I do know that Westlake didn’t think the 60’s were a very good time for detective/crime fiction, overall. At Gold Medal or anywhere else. The form was becoming decadent, because people were just writing variations on what they’d read, as opposed to writing from experience, like the guys who came out of WWI and WWII–and in some cases, like Hammett, had actual experience with detective work and crime.
Of course Westlake never served in any war, and his experience with crime was minimal, to say the least. It was enough to make him identify more with the criminal than the guy who catches him. That may be why he was so reluctant to do serious mysteries, and his detectives are always reluctant themselves.
Personally, I like that era–but mainly for Westlake–also Block, though I’ve read less of him. A lot of the best aspects of the 50’s version of that genre continued well into the 60’s, but there is a sense of something winding down–ripening, and then withering on the vine. There’s a difference between a few good writers and a literary movement. Seems like Westlake felt he’d missed that train–but there was an advantage to that–it meant he stood out more. One of the few writers left in that genre who could really write. And he could more or less change the rules to suit himself. And he did.
Ray, it’s unfortunate you didn’t ask your questions about publishers just a few days later than you did. Or that I didn’t get around to reading my advance copy of The Getaway Car sooner than I did. Point is, if either of us had read it, we could have saved ourselves a lot of pointless typing, and somehow appropriately inept detective work. And btw, this goes out to anybody writing anything whatsoever in a speculative vein about Donald E. Westlake–READ THE GETAWAY CAR FIRST.
Al Nussbaum, the felon/writer who was so central to the later career of Dan Marlowe, interviewed Westlake from prison, via the mail, that interview being in The Getaway Car. He asked Westlake why he he kept switching publishers–whose idea that was. Westlake told him. I guess there’s something about felons/writers that made him feel confiding.
To sum up, Pocket dropped its entire line of original mysteries in 1965–I don’t know if this had anything to do with the S&S merger–the timing seems slightly off. Westlake went to GM out of necessity (sending Grofield to MacMillan), and it was not a happy relationship on either side, which is why it was so brief–we may be nostalgic about it, but he was not. Though he did say some very positive things about the way they paid their authors in a different interview that I had read, and was paraphrasing in this review.
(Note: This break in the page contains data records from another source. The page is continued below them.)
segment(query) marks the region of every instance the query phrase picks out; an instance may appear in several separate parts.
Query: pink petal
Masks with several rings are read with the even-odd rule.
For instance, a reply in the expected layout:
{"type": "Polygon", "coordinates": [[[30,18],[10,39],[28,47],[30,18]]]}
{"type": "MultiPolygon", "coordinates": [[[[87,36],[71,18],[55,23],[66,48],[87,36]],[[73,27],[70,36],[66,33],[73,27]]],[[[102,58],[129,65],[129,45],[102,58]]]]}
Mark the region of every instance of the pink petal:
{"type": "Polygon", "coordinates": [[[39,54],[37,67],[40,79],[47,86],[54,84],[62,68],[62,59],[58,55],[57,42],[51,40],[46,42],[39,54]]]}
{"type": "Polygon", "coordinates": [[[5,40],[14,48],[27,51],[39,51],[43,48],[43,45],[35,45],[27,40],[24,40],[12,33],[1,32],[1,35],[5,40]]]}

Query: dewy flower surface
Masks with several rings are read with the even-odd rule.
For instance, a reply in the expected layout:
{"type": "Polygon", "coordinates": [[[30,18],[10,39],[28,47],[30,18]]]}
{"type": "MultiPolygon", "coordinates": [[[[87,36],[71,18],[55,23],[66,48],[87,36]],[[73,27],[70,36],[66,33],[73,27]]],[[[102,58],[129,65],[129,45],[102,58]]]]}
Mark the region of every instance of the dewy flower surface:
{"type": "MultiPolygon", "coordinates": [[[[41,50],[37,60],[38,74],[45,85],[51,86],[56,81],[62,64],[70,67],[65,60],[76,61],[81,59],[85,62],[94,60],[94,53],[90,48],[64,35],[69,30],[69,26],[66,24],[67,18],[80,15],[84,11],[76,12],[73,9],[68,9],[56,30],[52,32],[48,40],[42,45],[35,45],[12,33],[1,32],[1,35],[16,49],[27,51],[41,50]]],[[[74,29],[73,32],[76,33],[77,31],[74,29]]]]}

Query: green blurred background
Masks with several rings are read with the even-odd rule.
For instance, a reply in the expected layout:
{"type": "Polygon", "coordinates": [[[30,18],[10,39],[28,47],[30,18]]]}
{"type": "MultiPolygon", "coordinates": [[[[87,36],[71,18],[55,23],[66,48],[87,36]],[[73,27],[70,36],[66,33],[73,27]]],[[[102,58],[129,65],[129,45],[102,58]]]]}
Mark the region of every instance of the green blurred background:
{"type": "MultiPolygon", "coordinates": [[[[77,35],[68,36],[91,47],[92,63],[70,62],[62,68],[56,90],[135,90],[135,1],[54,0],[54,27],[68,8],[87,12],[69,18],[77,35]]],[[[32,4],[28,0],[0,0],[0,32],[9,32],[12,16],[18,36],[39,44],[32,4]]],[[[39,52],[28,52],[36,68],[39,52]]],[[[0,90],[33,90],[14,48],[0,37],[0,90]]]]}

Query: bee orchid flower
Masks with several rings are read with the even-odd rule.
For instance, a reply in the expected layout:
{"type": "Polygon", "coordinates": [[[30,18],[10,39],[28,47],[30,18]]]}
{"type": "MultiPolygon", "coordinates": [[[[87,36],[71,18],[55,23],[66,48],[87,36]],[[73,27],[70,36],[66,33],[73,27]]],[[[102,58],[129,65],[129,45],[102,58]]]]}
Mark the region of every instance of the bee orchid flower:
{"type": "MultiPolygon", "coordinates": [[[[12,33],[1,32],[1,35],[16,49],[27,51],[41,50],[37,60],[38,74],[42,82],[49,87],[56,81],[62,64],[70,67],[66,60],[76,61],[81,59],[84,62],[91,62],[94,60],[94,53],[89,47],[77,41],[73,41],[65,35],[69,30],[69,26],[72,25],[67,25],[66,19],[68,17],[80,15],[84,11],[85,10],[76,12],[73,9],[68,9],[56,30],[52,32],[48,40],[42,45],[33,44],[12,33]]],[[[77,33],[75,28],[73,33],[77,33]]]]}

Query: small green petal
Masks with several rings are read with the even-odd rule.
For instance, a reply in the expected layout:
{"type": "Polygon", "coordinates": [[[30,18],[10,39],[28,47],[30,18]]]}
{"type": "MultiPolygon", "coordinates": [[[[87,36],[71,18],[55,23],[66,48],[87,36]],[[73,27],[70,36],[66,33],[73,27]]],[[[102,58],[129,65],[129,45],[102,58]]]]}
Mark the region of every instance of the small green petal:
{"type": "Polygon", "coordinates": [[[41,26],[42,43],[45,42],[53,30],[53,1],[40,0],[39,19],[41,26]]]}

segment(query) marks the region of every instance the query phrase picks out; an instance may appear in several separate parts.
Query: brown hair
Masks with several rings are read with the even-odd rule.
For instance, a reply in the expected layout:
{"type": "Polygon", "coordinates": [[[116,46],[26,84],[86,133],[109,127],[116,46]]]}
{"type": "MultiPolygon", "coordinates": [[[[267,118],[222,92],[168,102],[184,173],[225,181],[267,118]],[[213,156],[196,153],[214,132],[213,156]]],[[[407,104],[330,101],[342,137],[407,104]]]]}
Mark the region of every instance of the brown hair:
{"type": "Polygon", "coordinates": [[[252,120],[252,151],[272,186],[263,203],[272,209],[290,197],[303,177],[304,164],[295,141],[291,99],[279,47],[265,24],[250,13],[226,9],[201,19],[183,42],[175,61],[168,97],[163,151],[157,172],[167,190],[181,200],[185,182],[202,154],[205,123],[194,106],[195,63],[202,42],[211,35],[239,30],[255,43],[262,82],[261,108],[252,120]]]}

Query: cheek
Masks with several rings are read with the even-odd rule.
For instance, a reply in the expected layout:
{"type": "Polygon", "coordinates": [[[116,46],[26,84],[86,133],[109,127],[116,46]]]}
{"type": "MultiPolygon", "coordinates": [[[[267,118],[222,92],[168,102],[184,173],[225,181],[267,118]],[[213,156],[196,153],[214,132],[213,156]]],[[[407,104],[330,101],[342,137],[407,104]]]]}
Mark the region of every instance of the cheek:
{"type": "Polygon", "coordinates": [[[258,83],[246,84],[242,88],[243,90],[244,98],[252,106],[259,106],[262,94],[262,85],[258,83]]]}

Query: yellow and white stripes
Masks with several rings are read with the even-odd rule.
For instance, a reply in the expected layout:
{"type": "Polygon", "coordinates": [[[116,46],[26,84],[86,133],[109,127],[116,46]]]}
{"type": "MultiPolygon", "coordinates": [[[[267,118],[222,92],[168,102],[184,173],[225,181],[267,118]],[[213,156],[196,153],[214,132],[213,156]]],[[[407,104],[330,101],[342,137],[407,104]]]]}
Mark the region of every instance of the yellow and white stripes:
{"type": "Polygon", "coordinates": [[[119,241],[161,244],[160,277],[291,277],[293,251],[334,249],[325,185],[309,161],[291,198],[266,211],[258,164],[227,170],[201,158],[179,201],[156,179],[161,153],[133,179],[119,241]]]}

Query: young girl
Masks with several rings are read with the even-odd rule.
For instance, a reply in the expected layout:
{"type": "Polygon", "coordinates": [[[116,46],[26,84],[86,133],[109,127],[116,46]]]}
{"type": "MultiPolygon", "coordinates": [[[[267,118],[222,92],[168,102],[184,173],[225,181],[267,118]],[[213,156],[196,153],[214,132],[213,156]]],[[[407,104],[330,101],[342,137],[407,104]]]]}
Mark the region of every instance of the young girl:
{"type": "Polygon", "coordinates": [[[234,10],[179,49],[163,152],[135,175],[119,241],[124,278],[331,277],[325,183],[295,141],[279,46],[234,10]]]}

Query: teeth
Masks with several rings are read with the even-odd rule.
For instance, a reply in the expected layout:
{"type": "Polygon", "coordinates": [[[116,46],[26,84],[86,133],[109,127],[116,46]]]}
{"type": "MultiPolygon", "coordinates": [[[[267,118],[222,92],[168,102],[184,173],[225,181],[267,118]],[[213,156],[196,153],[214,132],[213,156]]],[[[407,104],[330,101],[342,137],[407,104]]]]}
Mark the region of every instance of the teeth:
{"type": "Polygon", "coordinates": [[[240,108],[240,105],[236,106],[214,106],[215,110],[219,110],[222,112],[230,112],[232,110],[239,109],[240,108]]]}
Westlake left Random House (while Coe stayed, and Stark made a brief debut there), because his agent got RH and S&S in a bidding war over him, with S&S courting him assiduously, and RH decided they didn’t love him that much. And it turned out the grass was not greener at S&S, so that ended, and Westlake ended up at M. Evans where he was deliriously happy, or so he told Nussbaum–this being when he was still there, so maybe he exaggerated his joy–but it was a fairly long and fruitful relationship.
And believe it or not, there’s also fragments from an unpublished autobiography in The Getaway Car. But whether that would have talked about publishers, I have no idea.
I’ll read it – in October probably. I’m glad this interview cleared out a lot of things. Maybe someday we’ll see a volume of Westlake’s letters (and letters to him).
There’s some letters in there–not a lot. Hopefully TGC sells well enough to justify a second volume.